Thursday, March 08, 2012

“Hammer & the Blade” by Paul S. Kemp (Angry Robot)


The start of a great new Sword & Sorcery series

Kill a demon.

Steal the treasure.

Retire to a life of luxury.

Sounds easy when you put it like that.

Unfortunately for Egil and Nix, when the demon they kill has friends in high places, retirement is not an option.

File Under: Fantasy [ Derring Don’t | Hammer Time | Family Affair | Hell Spawn ]

Before reading this novel, I was only familiar with Kemp’s Star Wars fiction, and so was very much looking forward to reading what he could accomplish in this genre. Luckily, the novel exceeded my high expectations. It is a dark, action-packed adventure sure to appeal to fans of sword and sorcery. I really enjoyed this.

The novel opens with some fun tomb-robbery, which is a nice way to introduce us to our two heroes, Egil and Nix, as well as a great indication of the tone of the novel. Egil, the hammer-wielding warrior priest, is the steady rock of the pair. While sensible and focused, he is ever-ready to back Nix up and fight for what he believes is right and just. Nix is the sneakier, mouthy rogue with an almost masochistic tendency towards sassing people who have either trussed him up or are pointing weapons at him. Nix is also far more complex than he acts – he hides a lot of himself from others.

The novel is written in varying third-person limited perspectives, but Nix seems to receive the bulk of the attention. The rapport between Egil and Nix is very well-done – their banter and interactions speak of a long-standing acquaintance and deep friendship (not unlike Hadrian and Royce in Michael Sullivans Riyria Revelations) that is realistic, occasionally heart-warming, and often humorous. They’re great characters.

At the start of the novel, our protagonists are tired of thieving and tomb-robbing, having amassed plenty of money to retire quite comfortably. They are on their ‘final’ adventure, apparently because they just want something to do and robbing tombs is what they’re good at. Upon their return to Dur Follin, a grungy and hard-scrabble city, they decide to buy their favourite watering-hole, which also happens to be a brothel. Almost immediately, they get into trouble with the madam and some customers.

The demon Nix and Egil kill in the opening sequence has friends in high places. The demon is part of House Thyss, that has a generations-old pact with the noble House of Norisstru, which turns out to have some horrific clauses concerning Norisstru women. With the death of the demon, the arrangement is endangered, the current head of House Norisstru, Rakon, must do everything in his power to ensure the pact holds. Unfortunately, due to Egil and Nix’s antics, this is going to be extremely difficult. They are, therefore, dragooned into helping Rakon solve his problem, with little regard for their utter lack of interest in doing so.

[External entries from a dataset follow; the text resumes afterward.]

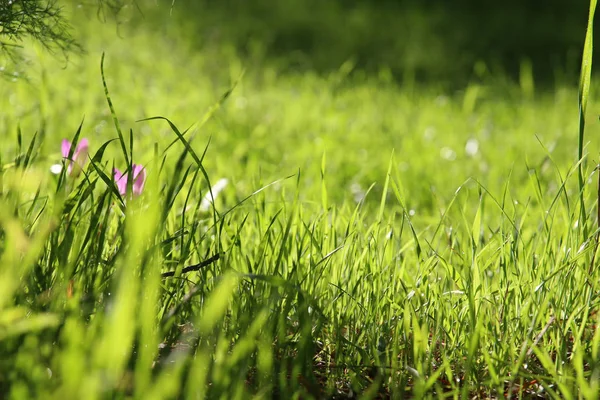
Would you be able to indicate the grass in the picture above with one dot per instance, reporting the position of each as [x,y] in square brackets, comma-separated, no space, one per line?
[375,239]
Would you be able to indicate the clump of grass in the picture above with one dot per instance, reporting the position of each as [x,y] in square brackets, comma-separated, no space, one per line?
[457,282]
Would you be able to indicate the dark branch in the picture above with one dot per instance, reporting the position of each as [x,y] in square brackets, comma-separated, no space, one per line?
[194,267]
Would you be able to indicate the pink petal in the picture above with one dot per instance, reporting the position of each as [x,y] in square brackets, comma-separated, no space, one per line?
[82,151]
[139,174]
[66,148]
[121,181]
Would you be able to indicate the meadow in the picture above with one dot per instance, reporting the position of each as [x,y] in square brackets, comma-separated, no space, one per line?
[368,238]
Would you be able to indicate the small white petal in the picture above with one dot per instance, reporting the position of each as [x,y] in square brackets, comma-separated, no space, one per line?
[56,169]
[216,189]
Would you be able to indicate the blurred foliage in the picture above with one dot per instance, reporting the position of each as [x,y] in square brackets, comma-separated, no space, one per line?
[423,40]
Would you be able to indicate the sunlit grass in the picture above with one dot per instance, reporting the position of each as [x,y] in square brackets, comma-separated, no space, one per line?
[372,239]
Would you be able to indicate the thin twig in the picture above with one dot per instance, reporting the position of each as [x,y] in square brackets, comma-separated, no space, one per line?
[194,267]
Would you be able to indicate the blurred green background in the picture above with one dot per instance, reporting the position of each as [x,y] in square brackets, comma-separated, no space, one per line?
[449,42]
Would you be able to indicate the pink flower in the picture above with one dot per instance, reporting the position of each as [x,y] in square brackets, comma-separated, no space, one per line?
[139,178]
[79,156]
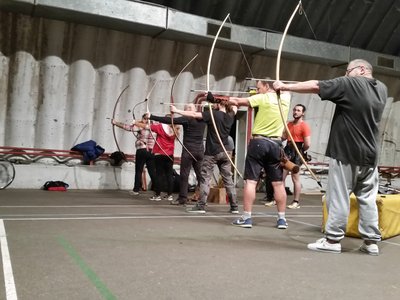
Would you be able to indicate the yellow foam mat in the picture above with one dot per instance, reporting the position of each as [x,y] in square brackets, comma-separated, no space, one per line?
[388,210]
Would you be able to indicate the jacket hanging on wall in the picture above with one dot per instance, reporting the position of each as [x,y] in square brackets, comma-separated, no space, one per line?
[90,150]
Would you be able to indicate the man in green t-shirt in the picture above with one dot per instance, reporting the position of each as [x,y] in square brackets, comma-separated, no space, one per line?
[264,150]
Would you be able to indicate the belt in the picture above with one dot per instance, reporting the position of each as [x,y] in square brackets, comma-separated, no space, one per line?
[259,136]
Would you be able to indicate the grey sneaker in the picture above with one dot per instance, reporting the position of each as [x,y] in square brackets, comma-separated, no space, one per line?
[177,202]
[155,198]
[294,205]
[196,209]
[234,210]
[322,245]
[281,224]
[270,203]
[371,249]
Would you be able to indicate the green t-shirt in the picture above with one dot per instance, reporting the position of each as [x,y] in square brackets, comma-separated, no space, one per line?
[268,120]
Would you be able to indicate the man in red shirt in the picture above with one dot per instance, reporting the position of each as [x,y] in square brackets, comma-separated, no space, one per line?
[301,134]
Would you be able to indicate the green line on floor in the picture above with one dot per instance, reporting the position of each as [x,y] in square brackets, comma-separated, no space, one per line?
[101,287]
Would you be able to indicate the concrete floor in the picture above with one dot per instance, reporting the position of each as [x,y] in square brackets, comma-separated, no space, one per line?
[109,245]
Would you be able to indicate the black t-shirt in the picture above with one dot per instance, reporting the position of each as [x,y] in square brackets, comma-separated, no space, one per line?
[360,102]
[223,122]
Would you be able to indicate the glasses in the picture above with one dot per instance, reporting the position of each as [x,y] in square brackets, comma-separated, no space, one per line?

Kemp’s prose style is very good. For the main, it is stripped down and brisk, and the story rattles along at a fair clip. There are occasional moments of purple prose, but they’re forgivable as they suit the style of the story. There’s action aplenty, of many varieties, and Kemp manages to make each violent encounter feel new and fresh. What Kemp’s done with demons and beasties, not to mention this world’s magic system, is original and imaginative, and helps the novel stand-out even more.

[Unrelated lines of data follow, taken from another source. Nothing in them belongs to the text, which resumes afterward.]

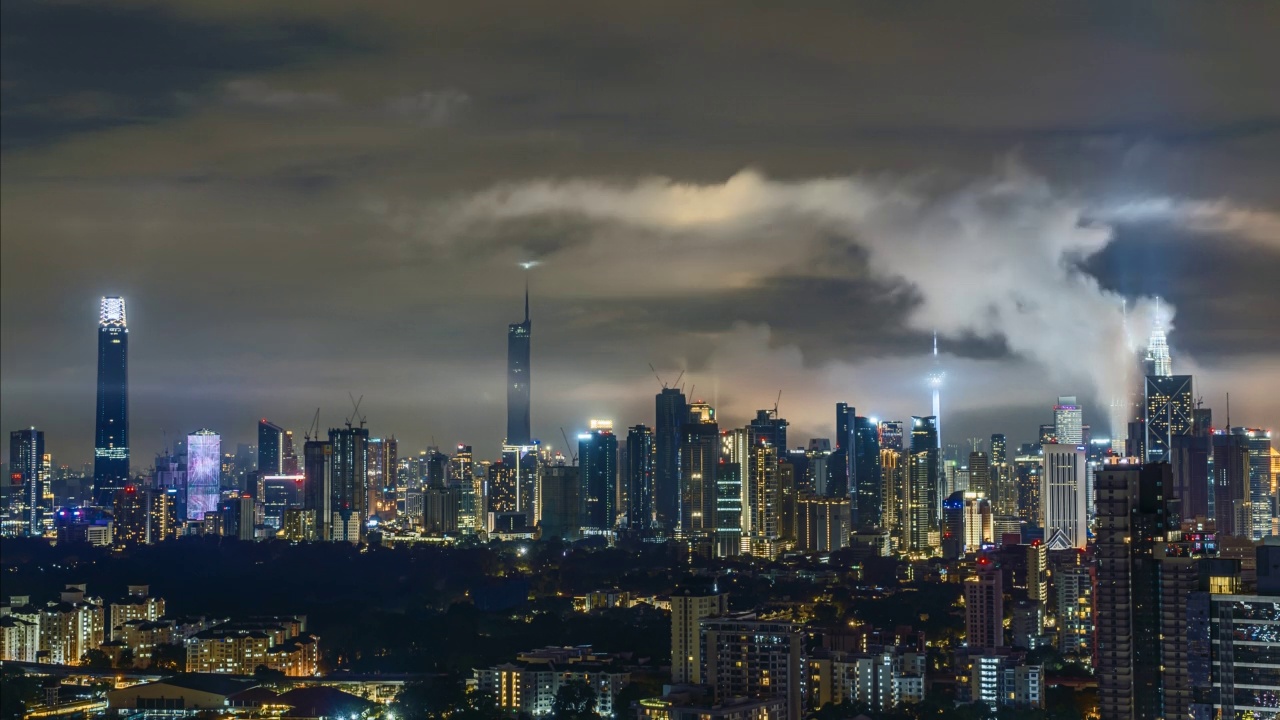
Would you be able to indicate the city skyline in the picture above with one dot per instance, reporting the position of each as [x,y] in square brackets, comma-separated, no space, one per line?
[676,219]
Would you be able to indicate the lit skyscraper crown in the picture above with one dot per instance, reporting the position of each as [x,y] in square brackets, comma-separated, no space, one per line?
[112,314]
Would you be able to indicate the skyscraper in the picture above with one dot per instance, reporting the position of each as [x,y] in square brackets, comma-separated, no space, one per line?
[27,468]
[1064,497]
[598,466]
[639,473]
[867,502]
[112,436]
[672,411]
[270,449]
[923,473]
[519,378]
[348,483]
[699,458]
[1168,411]
[1068,424]
[204,473]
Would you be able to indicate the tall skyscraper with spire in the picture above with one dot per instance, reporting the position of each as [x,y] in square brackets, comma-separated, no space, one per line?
[1159,363]
[519,432]
[112,436]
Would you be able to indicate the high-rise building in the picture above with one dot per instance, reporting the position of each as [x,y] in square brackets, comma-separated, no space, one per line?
[1064,497]
[270,449]
[757,659]
[1233,504]
[519,378]
[598,466]
[1157,361]
[867,478]
[558,510]
[1132,523]
[318,488]
[823,523]
[1068,423]
[1258,443]
[27,469]
[672,413]
[1168,411]
[348,483]
[204,473]
[984,606]
[640,475]
[699,458]
[922,484]
[112,436]
[688,609]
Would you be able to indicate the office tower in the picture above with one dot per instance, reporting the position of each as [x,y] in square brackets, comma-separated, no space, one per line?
[979,474]
[816,465]
[728,509]
[129,516]
[558,513]
[757,659]
[823,523]
[999,449]
[1064,497]
[923,483]
[1168,411]
[699,456]
[1068,424]
[112,436]
[348,483]
[1157,361]
[1258,443]
[1233,664]
[318,487]
[288,456]
[839,477]
[598,465]
[1233,505]
[519,381]
[27,468]
[978,522]
[672,413]
[1189,460]
[867,481]
[1073,586]
[640,475]
[688,609]
[984,606]
[270,449]
[1132,523]
[204,473]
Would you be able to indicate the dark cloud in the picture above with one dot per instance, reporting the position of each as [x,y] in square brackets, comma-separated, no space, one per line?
[264,182]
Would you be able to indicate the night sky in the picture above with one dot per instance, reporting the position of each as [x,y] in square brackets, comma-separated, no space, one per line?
[301,200]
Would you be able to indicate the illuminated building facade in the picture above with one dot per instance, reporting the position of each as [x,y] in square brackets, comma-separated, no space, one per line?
[923,468]
[27,469]
[270,449]
[598,466]
[204,473]
[672,413]
[112,432]
[640,475]
[1064,497]
[1168,411]
[519,378]
[699,460]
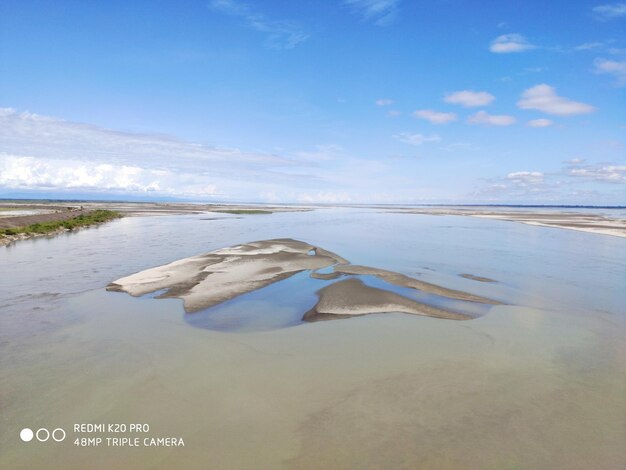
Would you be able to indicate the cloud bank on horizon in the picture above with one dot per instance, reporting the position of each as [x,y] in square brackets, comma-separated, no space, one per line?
[352,101]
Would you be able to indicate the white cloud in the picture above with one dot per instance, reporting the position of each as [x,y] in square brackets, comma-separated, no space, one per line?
[469,98]
[606,173]
[435,117]
[611,10]
[612,67]
[508,43]
[281,34]
[540,123]
[526,177]
[380,12]
[384,102]
[40,152]
[544,98]
[416,139]
[482,117]
[589,46]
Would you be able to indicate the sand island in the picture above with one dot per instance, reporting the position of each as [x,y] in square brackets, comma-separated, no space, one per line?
[208,279]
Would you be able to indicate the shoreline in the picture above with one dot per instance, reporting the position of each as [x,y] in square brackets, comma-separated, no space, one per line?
[578,221]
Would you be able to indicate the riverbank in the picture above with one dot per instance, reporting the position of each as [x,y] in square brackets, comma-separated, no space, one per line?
[13,229]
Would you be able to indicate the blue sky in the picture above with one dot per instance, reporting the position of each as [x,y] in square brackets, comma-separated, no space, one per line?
[390,101]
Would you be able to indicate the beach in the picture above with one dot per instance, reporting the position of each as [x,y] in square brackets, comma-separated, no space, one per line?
[248,384]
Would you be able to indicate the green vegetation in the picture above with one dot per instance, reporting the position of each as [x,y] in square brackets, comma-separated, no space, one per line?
[90,218]
[243,211]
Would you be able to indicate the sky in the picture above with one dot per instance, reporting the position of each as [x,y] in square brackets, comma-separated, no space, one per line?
[332,101]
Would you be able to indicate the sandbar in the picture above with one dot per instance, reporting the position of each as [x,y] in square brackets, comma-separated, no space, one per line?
[206,280]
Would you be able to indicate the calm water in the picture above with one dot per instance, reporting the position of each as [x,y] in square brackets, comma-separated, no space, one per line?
[538,383]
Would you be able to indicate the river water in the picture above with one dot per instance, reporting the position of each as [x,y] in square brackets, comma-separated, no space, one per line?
[536,383]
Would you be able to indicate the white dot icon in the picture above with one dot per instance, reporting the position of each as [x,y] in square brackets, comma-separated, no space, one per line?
[26,434]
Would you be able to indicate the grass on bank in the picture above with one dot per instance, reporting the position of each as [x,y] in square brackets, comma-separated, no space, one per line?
[94,217]
[242,211]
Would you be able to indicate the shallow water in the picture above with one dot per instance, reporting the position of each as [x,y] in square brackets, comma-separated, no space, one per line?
[535,384]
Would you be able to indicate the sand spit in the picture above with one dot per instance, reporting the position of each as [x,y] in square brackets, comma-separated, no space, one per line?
[584,222]
[351,297]
[406,281]
[206,280]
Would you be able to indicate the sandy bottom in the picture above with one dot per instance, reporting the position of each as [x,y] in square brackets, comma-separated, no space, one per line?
[518,388]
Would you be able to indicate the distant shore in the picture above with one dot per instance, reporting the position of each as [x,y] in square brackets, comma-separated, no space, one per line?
[584,219]
[564,219]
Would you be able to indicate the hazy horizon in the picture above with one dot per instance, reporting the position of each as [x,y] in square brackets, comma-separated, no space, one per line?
[354,101]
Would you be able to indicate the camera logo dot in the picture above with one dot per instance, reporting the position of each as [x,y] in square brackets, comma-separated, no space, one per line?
[26,434]
[42,435]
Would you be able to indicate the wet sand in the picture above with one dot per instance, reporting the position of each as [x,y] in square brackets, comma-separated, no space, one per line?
[539,388]
[584,222]
[206,280]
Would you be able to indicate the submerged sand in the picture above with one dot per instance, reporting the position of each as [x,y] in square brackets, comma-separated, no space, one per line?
[209,279]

Kemp manages the tension and action expertly, while also allowing room for a lot of character development. All of the characters feel believable, and while a lot of them may at first appear to be of a standard sword-and-sorcery cast, they have quirks and eccentricities that set them apart from many of the more cliché character types.

Merelda and Rusilla, Rakon’s sisters, despite spending most of the novel drugged, are central to the plot. On a number of occasions, they attempt to influence the actions of those around them, hoping to avoid fulfilling their predetermined role in the demonic pact. In the final chapter, the villain of the piece meets such a horrific if also oh-so-deserved fate. This must be the most sinister and twisted comeuppance I’ve ever read. Quite (evil) genius. The end of the novel also poses some interesting questions regarding the actual role of the sisters, particularly Rusilla, in the events of the story.

The Hammer and the Blade is a fast-paced sword-and-sorcery adventure, action-packed and dark, with some great interpretations of classic fantasy tropes and themes. I really hope there are more novels featuring Egil and Nix in the future.

Highly recommended if you like your sword and sorcery no-holds-barred, dark, action-packed and with an insouciant sense of humour.

For Fans of: Michael Sullivan, Will King, Saladin Ahmed, Nathan Long, Fritz Leiber, Howard Andrew Jones, Darius Hinks, David Tallerman, Ari Marmell, Brent Weeks, Jon Sprunk, Amanda Downum, Joe Abercrombie, Diablo, Dungeons & Dragons, Warhammer, Forgotten Realms, Magic: The Gathering


  1. Sounds fun. When is it out?

  2. Woops! Excellent question!
    According to Angry Robot's website, the novel's published on June 26th (US) July 5th (UK & Rest of the World).
    I assume eBook edition will be released on the same day.

  3. How does it stack up compared to Riyria Revelations?

  4. Oh, good question...
    It's quite different to Crown Conspiracy, certainly, but it shares some tonal aspects with later Riyria novels. I'd say this novel is a little darker, and has a little more edge to it.